@higreq : "Et donc on n'a pas le droit de poser des questions, de s'interroger, de demander une explication plus approfondie ? Ça ne transparaît peut-être pas dans mes messages, mais si j'étais venue poster ici c'était vraiment dans l'idée de m'améliorer, de mieux comprendre (mais on ne m'y reprendra plus, le message est passé)."
Premièrement, quand j'ai parlé du problème de manque de diversité, tu n'es pas venue poser une question, mais une affirmation : "ce n'est pas étonnant ni révoltant qu'on trouve plus de blancs que de noirs au sein d'une catégorie donnée, ça reste représentatif de la société actuelle".
Alors, bien sûr, on a TRÈS BIEN saisi que tu voulais dire que même en respectant la proportion présente dans la population française, il y aurait plus de blancs donc rien d'étonnant à ça.
Ce que tu n'avais pas compris, c'était que ce qui est révoltant ce n'est pas qu'il y ait juste "plus" de blancs que de non-blancs, mais qu'ils soient en ÉCRASANTE MAJORITÉ (ici, donc, 93%).
Pour toi, ça relève du simple malentendu.

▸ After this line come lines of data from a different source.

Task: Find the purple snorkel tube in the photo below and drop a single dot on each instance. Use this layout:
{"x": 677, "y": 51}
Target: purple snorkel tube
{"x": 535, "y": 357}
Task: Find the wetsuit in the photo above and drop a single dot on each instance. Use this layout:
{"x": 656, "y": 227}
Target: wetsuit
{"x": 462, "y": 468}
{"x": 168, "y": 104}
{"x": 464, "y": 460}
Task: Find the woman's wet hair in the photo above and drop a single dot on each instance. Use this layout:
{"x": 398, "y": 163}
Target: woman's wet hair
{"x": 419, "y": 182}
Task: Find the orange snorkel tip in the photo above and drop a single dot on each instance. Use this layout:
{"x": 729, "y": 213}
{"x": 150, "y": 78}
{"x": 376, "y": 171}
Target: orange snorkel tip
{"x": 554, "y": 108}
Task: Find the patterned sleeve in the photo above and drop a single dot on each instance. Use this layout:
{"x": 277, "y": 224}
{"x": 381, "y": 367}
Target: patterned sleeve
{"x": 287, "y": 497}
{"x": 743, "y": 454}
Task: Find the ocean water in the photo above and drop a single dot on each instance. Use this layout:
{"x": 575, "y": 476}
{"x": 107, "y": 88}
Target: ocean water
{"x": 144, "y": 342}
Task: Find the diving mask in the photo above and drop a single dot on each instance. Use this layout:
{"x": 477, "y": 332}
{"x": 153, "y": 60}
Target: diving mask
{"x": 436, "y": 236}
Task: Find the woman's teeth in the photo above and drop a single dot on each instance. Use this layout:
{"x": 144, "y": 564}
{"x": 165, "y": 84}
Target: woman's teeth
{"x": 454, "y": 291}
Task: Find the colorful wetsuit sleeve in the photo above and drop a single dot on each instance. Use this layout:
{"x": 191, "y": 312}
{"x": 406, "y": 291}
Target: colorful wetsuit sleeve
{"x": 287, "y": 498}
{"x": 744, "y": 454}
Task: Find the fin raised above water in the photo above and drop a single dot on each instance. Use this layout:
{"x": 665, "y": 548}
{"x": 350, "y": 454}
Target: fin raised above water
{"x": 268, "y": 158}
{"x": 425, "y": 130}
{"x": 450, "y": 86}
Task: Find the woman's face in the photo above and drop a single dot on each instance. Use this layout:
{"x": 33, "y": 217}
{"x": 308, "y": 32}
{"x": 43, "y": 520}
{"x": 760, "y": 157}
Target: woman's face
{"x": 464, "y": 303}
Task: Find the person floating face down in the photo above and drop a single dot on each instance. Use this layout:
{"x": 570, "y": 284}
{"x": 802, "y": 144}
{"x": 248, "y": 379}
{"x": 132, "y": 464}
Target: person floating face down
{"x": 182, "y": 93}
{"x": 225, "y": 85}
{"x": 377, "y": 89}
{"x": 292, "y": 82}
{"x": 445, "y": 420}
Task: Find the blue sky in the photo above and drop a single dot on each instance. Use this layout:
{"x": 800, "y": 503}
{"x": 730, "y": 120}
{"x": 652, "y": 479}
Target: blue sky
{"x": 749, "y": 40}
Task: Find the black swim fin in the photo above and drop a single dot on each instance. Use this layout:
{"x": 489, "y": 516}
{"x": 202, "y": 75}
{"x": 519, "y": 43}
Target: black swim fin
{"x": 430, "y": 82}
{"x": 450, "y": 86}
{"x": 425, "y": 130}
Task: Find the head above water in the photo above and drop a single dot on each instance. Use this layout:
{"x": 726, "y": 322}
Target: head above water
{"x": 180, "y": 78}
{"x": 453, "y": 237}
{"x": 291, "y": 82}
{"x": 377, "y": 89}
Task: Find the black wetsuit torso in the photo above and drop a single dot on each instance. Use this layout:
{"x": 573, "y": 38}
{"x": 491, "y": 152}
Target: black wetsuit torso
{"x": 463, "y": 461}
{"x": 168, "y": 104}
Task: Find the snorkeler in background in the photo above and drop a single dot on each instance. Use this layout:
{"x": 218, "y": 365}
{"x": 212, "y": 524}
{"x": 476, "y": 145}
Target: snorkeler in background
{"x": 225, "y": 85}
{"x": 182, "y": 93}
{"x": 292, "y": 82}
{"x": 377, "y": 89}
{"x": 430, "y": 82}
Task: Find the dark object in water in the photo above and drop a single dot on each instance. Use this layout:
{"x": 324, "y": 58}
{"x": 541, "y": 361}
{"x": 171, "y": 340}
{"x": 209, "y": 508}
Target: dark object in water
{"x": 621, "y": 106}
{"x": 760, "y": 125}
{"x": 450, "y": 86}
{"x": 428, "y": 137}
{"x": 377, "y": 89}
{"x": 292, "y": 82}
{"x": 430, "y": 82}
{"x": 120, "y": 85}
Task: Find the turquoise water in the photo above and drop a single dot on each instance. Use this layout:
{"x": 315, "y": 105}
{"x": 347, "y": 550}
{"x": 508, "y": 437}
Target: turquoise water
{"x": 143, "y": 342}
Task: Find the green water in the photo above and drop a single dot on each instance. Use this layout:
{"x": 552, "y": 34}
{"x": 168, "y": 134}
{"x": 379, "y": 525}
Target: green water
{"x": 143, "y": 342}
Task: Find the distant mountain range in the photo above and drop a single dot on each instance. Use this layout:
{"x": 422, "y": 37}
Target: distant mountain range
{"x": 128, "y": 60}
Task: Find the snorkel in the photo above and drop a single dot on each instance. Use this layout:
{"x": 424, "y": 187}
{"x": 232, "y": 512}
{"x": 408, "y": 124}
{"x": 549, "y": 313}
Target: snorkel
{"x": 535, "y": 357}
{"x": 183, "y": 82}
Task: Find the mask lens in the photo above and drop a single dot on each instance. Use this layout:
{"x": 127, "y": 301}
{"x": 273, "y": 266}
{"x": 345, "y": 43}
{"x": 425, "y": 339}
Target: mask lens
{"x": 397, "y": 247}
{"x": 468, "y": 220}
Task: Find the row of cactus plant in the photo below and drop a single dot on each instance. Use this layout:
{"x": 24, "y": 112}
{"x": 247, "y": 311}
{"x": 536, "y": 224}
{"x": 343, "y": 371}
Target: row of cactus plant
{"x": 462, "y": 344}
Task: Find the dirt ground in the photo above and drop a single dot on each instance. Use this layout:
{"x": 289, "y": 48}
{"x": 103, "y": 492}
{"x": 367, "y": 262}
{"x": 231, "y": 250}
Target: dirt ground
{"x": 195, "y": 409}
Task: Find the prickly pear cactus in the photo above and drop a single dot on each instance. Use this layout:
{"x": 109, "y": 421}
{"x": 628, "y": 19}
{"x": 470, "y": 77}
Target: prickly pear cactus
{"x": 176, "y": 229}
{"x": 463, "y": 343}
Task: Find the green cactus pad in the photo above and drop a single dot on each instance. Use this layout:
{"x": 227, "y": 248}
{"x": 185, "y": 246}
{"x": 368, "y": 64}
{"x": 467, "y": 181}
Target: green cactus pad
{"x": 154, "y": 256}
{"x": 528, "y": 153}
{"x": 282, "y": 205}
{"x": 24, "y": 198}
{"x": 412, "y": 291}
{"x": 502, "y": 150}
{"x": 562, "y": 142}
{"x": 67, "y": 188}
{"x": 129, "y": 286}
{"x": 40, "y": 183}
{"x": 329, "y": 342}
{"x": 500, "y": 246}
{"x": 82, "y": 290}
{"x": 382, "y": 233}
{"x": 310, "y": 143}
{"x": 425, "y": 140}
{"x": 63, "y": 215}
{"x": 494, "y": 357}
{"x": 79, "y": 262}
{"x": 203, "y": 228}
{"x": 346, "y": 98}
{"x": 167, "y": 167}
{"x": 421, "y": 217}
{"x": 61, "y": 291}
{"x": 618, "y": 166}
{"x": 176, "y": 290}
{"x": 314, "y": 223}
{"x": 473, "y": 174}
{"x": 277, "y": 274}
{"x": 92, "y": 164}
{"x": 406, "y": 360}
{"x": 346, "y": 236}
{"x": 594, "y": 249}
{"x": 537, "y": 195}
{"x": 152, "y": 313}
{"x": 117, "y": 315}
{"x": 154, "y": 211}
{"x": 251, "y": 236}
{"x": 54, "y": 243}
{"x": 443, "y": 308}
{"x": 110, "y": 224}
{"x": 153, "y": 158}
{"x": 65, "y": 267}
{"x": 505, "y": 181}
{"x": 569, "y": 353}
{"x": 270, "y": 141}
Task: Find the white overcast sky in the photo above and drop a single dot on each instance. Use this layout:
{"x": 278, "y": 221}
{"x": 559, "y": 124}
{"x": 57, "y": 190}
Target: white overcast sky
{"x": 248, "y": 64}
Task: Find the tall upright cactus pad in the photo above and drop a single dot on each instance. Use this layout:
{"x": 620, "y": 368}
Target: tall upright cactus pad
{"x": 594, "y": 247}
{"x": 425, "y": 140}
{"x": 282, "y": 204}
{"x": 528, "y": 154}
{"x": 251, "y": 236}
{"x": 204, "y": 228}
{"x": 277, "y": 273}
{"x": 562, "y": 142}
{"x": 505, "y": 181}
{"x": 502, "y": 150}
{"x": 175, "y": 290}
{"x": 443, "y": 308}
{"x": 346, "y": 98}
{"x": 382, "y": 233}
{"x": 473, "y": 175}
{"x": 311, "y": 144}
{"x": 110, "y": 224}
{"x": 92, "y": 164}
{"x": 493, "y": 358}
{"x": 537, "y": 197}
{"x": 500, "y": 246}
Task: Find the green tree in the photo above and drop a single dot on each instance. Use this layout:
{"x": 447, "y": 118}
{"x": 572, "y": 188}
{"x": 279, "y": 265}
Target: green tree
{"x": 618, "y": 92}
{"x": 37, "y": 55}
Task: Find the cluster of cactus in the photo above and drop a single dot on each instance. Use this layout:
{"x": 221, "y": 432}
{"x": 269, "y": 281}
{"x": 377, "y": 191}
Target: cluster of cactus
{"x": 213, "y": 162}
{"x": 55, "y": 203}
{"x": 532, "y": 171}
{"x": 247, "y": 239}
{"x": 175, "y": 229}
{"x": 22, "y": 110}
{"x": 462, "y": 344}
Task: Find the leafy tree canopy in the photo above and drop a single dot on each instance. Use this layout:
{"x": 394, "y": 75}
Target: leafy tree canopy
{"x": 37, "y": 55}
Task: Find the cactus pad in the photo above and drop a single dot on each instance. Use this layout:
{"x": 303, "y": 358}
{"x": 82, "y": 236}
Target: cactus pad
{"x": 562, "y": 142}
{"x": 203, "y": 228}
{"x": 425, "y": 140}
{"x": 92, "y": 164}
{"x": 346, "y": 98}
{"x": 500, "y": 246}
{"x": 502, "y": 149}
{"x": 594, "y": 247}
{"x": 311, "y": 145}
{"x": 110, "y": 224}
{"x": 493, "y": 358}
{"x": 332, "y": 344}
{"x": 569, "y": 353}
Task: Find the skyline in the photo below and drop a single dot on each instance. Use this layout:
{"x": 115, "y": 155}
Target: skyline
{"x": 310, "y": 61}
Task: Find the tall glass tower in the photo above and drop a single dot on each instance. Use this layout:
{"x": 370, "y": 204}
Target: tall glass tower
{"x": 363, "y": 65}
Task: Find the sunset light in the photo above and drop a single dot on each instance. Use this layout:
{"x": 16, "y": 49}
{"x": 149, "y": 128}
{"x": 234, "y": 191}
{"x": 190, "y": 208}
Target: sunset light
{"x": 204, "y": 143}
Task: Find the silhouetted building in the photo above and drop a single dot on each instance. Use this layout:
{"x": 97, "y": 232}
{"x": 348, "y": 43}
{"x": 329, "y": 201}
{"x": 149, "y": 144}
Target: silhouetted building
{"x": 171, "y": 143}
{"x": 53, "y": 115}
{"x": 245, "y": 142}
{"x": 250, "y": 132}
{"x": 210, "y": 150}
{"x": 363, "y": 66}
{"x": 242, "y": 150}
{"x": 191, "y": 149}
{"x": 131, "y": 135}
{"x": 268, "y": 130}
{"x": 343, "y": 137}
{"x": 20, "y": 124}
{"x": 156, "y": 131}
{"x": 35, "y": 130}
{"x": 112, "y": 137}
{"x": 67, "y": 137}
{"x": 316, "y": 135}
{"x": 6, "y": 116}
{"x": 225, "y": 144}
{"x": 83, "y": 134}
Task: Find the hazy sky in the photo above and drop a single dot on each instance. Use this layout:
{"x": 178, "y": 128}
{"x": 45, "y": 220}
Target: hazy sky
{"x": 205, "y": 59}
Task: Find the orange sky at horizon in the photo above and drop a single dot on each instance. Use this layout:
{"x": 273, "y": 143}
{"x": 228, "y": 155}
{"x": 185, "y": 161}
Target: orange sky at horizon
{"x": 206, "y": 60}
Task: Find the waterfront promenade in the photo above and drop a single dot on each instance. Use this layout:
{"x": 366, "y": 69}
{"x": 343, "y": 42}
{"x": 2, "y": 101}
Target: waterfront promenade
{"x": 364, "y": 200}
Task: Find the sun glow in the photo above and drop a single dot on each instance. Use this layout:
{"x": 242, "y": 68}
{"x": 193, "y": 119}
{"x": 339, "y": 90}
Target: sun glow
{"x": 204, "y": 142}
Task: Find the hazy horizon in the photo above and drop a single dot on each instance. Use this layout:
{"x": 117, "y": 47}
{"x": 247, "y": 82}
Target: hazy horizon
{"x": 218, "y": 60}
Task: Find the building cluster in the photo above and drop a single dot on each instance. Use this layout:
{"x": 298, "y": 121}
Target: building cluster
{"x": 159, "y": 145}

Pour les personnes non-blanches qui sont systématiquement sous-représentées, c'est exténuant, parce que c'est encore et toujours la même excuse, le même refus de se pencher sur le problème, en disant simplement "ça ne me semble pas flagrant".
Et certes, j'avais écrit mon message AVANT de connaître cette proportion, mais c'est parce que quand tu commences à examiner les problèmes de diversité, tu te rends compte que c'est partout, tout le temps, et dans un évènement prestigieux sur un sujet technique, tu peux être à peu près sure que ce sera encore plus flagrant que d'habitude SAUF si les organisateurs ont eu une vraie volonté de favoriser la diversité. Et, vu le discours des organisateurs sur la proportion de femmes, j'ai supposé (j'aurais pu me tromper, mais bon) que la notion de diversité leur échappait autant.
Pour en revenir à l'échange qui a eu lieu ici : tu postes un commentaire en ne comprenant pas tout à fait le fond de mon message, et au passage en utilisant l'expression "bénéfice du doute" - parce que tu ne te rends pas compte à quel point le problème de diversité est omniprésent.
@seinouille répond parce que ce que tu dis la touche personnellement et la blesse, et elle t'explique pourquoi.
Là, tu ne t'en était pas rendue compte, mais elle était en train de te donner l'opportunité de t'améliorer et de comprendre. Ce qui était le but de ta venue ici, ça tombe bien.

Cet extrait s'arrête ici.